Micro–macro transformation of railway networks

Abstract

This paper presents a bottom-up approach to automatic railway network simplification. Starting from a detailed microscopic level as it is used in railway simulation, the network is transformed by an algorithm to an aggregated level, i.e., to a macroscopic network, that is sufficient for long-term planning and optimization. Running and headway times are rounded to a user defined precision by a special cumulative method. After this “macrotization” trains from a given set of requests are added to the existing timetable by solving an optimal train path allocation problem. The objective of this problem is to maximize a sum of utilities of the allocated trains; the utility can be a constant, some monetary value, etc. The optimized schedule is re-transformed back to the microscopic level in such a way that it can be simulated without any conflicts between the train paths.

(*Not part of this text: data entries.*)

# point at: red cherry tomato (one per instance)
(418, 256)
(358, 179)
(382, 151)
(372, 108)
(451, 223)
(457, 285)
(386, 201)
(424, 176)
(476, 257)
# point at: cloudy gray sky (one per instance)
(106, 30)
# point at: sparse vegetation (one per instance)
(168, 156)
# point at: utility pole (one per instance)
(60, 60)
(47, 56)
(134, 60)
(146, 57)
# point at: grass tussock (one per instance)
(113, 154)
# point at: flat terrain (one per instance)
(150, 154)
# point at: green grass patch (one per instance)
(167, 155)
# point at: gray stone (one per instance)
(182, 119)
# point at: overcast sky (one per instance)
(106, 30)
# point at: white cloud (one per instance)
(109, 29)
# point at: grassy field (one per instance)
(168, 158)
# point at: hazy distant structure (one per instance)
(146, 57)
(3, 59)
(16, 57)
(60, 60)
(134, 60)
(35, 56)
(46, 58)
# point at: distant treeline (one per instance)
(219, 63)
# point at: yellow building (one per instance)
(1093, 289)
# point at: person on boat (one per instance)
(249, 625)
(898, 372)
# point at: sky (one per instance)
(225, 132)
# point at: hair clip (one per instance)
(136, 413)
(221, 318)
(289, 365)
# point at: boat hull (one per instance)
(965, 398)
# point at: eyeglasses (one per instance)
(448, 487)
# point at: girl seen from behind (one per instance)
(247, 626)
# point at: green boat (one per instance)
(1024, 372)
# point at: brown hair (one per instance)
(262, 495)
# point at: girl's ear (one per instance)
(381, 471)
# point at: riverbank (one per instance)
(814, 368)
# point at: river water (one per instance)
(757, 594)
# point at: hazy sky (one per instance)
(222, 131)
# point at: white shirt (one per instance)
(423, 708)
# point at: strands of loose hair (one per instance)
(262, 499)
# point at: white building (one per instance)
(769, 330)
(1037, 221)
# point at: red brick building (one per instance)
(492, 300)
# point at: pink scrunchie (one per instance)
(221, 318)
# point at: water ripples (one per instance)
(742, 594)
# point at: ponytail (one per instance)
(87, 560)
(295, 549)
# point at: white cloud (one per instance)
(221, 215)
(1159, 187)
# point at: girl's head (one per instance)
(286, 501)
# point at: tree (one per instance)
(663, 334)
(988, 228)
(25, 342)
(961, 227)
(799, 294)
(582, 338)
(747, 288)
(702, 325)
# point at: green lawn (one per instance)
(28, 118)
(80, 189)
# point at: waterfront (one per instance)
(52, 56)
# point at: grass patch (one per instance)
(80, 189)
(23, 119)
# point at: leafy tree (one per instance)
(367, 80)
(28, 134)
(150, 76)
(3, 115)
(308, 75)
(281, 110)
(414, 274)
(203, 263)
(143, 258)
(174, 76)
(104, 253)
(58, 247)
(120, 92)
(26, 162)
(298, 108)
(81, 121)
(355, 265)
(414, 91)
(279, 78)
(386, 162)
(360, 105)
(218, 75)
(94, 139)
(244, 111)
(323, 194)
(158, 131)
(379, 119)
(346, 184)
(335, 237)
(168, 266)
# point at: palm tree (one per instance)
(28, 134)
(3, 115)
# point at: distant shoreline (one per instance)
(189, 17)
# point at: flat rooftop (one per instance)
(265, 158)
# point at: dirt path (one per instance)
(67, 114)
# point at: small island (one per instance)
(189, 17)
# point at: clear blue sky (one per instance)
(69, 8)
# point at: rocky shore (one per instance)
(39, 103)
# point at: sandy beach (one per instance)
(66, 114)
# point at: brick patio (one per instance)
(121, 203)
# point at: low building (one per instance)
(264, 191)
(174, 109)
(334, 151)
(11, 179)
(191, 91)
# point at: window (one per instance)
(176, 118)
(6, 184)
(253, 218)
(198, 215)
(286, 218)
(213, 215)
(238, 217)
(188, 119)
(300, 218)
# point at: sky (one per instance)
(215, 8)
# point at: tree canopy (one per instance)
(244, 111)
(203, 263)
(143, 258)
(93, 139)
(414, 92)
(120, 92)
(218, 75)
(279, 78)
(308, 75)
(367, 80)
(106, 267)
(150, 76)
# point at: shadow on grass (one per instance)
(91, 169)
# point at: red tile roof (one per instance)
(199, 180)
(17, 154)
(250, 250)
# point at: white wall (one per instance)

We apply this algorithm to macrotize a microscopic network model of the highly frequented Simplon corridor in the Alps between Switzerland and Italy. To the best knowledge of the authors and confirmed by several railway practitioners this was the first time that track allocations that have been produced in a fully automatic way on a macroscopic scale fulfill the requirements of the originating microscopic model and withstand an evaluation in the microscopic simulation tool OpenTrack. Our micro–macro transformation method allows for a much faster planning and provides solutions of a quality that are at least comparable to the most sophisticated manual schedules. In this way meaningful scenario analyses can be carried out that pave the way towards a new level of decision support in railway planning.